In 1861, the first director of the Singapore Botanic Gardens, Lawrence Niven, planted a tiger orchid at the intersection of two paths, near today’s Curtain of Roots, a pergola hosting a long fringe of aerial roots. Still growing in the same spot after all these years, the now giant 5-meter-wide orchid is believed to be the world’s oldest and largest. …
The huge caged tiger orchid is believed to be a wild Singaporean specimen. It’s an interesting scientific development considering that, until recently, the wild tiger orchid had been widely considered extinct for nearly a century.Heidi Sarna & Jerome Lim
Secret Singapore, p. 141: ‘Singapore Botanic Gardens’ Tiger Orchid’

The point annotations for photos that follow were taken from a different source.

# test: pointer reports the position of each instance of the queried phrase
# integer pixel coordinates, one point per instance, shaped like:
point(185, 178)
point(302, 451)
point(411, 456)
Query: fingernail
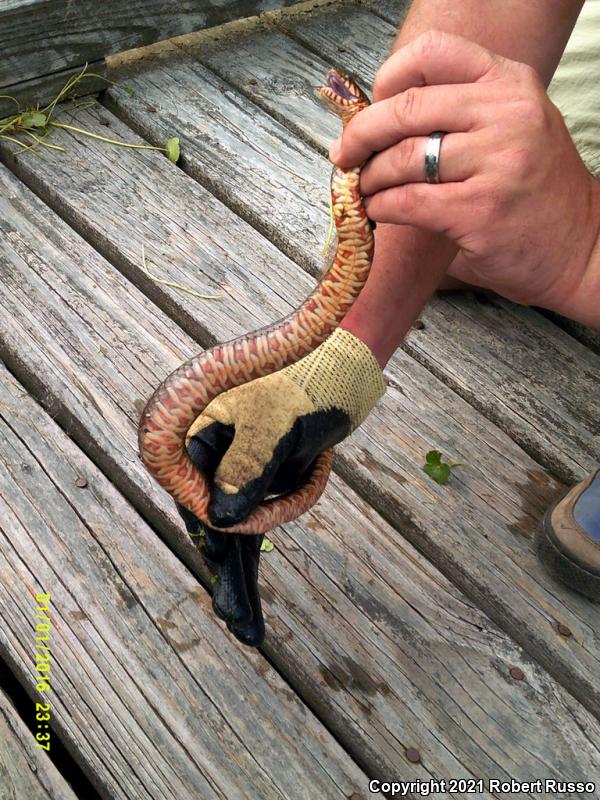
point(334, 150)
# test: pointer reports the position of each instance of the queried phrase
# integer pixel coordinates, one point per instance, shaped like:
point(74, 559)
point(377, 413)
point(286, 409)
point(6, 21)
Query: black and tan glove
point(262, 438)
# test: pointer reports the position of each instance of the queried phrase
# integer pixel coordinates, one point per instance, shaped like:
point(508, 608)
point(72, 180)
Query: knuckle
point(405, 153)
point(521, 161)
point(379, 86)
point(408, 201)
point(430, 43)
point(490, 204)
point(405, 105)
point(530, 112)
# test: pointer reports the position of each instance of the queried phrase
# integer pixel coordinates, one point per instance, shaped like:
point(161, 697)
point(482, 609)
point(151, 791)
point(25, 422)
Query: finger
point(438, 208)
point(252, 631)
point(416, 112)
point(405, 162)
point(434, 58)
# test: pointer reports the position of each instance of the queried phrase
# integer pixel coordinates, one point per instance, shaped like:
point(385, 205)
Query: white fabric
point(575, 88)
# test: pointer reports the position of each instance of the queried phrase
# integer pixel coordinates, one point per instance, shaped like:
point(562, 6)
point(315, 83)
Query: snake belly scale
point(181, 398)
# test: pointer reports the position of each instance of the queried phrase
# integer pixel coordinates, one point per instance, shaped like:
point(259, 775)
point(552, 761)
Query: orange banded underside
point(182, 397)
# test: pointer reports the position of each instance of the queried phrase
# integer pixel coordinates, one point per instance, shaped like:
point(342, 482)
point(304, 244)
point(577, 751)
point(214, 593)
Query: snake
point(186, 392)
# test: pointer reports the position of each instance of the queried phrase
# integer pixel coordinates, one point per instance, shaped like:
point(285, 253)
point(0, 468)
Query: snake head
point(342, 94)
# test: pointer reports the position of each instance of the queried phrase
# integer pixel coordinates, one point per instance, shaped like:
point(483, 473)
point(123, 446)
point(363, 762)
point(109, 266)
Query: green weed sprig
point(35, 124)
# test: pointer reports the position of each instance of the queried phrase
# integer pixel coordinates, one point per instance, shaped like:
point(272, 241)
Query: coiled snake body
point(181, 398)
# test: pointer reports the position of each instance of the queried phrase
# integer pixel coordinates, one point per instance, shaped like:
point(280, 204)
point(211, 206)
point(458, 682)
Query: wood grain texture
point(393, 11)
point(368, 631)
point(526, 422)
point(26, 771)
point(38, 91)
point(548, 402)
point(40, 37)
point(148, 692)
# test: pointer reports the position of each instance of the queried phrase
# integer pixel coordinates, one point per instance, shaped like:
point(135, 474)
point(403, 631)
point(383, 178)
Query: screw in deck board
point(563, 630)
point(413, 755)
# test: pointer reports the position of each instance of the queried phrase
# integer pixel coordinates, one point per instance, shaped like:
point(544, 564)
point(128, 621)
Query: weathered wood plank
point(588, 336)
point(40, 37)
point(244, 157)
point(26, 771)
point(362, 625)
point(464, 355)
point(185, 711)
point(393, 11)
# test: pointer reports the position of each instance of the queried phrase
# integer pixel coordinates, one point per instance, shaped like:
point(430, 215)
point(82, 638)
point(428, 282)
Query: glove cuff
point(341, 373)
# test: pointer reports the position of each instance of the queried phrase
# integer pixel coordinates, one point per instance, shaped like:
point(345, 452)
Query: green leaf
point(173, 150)
point(438, 472)
point(437, 469)
point(33, 119)
point(433, 457)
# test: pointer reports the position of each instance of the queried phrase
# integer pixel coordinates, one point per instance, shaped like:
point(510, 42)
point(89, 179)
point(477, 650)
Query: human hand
point(515, 195)
point(262, 438)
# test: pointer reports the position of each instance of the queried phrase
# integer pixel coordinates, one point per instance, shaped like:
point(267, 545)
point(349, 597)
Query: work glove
point(261, 439)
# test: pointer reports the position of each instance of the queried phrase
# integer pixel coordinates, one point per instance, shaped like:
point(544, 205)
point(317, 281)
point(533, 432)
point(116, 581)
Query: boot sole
point(561, 565)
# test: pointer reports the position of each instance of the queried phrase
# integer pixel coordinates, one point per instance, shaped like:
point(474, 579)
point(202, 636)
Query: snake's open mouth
point(340, 87)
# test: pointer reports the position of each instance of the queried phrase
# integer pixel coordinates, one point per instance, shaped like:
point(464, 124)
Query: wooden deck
point(397, 610)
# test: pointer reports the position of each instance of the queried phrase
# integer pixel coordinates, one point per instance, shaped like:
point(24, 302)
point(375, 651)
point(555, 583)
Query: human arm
point(410, 262)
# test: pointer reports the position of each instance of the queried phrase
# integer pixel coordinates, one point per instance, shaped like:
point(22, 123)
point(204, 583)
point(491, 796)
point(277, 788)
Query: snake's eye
point(341, 86)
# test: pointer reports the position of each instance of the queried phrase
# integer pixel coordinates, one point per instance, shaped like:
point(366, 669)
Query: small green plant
point(35, 124)
point(438, 470)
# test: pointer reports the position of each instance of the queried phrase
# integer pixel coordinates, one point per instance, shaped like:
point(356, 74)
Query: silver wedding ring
point(432, 157)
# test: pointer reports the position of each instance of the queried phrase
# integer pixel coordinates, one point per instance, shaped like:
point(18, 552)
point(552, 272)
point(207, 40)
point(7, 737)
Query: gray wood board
point(37, 92)
point(335, 604)
point(152, 696)
point(548, 402)
point(39, 37)
point(394, 11)
point(26, 771)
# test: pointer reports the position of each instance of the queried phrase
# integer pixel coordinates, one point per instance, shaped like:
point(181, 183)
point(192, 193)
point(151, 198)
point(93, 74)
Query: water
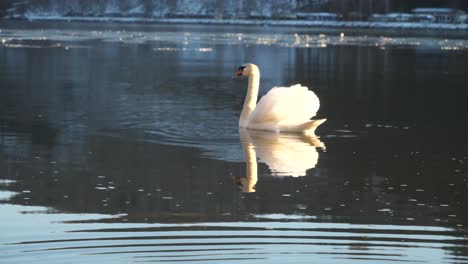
point(119, 144)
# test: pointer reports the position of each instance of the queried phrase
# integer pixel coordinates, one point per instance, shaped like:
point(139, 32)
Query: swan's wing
point(286, 105)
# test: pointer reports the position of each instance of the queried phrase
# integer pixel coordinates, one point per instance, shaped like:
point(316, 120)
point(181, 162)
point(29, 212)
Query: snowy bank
point(293, 23)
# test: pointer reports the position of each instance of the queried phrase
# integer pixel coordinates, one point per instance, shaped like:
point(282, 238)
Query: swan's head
point(247, 70)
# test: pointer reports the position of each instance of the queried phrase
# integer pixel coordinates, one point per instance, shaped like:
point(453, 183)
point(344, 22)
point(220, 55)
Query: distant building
point(318, 16)
point(442, 15)
point(402, 17)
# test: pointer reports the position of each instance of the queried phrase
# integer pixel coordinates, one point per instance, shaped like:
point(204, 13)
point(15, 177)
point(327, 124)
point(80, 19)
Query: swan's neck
point(250, 98)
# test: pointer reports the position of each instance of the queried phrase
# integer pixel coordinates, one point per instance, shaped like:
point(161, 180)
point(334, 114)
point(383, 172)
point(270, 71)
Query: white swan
point(287, 109)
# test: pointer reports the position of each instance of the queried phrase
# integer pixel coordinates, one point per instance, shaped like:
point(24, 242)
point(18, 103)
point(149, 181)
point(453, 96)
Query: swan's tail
point(309, 127)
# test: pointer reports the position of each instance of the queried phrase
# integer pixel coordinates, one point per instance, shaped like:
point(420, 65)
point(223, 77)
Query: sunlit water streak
point(59, 38)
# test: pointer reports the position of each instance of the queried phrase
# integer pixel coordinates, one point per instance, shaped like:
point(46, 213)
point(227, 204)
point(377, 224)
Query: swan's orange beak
point(239, 72)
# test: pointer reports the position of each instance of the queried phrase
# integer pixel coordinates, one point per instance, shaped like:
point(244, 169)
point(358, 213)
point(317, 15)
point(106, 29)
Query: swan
point(282, 109)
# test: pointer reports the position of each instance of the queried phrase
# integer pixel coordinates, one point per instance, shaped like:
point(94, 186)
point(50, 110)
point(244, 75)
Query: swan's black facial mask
point(239, 71)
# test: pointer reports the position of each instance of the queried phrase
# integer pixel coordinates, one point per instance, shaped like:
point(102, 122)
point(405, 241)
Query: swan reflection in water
point(285, 155)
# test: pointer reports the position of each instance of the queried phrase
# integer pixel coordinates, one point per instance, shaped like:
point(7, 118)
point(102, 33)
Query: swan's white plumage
point(286, 106)
point(288, 109)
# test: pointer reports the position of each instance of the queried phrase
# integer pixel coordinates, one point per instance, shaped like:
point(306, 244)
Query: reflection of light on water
point(184, 49)
point(284, 217)
point(231, 38)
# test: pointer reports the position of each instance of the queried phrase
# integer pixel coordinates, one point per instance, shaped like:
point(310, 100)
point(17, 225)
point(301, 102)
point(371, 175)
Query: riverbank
point(361, 27)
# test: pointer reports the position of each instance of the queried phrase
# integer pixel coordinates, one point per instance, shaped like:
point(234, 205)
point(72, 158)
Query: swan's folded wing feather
point(286, 105)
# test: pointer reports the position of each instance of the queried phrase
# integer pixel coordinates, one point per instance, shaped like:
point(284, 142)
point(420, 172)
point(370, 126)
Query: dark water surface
point(120, 144)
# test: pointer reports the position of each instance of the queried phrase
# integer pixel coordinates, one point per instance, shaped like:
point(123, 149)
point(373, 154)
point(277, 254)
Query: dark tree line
point(349, 9)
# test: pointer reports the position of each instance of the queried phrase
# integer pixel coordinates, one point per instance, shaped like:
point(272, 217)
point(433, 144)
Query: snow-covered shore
point(294, 23)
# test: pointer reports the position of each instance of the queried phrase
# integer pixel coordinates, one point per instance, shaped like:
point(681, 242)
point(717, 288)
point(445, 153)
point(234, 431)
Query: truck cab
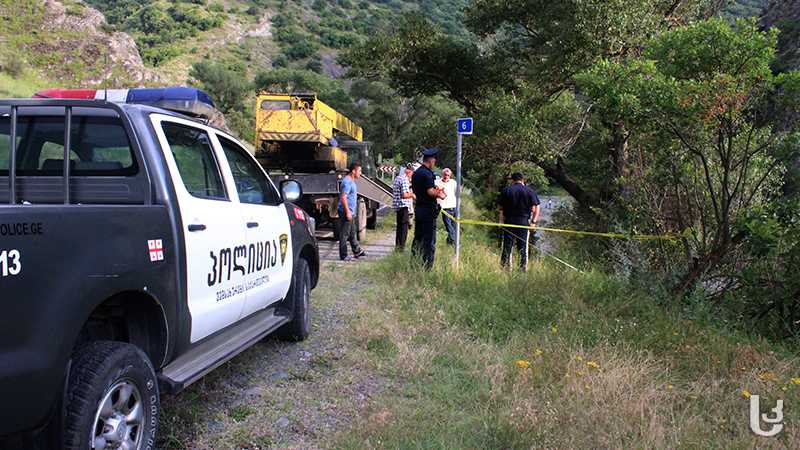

Who knows where they grow, or why?
All I can tell you is that I survived
hundreds of years of interbreeding, and inbreeding
and left it all behind.
I am a sense that a flower does not make a man
so much as envelops him, and gives him
a tan, because the heat of the lion's den
just becomes so ferociously strong, when you are wrapped in
a bouquet of queerness, a gay that knows fierceness
only comes when you have a frangipani on your head,
and one over your heart,
and two on your hands;
if you a need a fifth, the last one is Fuad
or me, when I am standing
or striding across the city as her only Merlionsman
and flaming Dreamorchard, a song from the more heathen
times, and ways of bringing forth new life:
we grow whereever we want to,
and go whereever we so find ourselves drawn to creep and climb.
I am only a thing of ragged, untempered beauty;
I am hybrid, and hopeful, and everything more than you could ever design.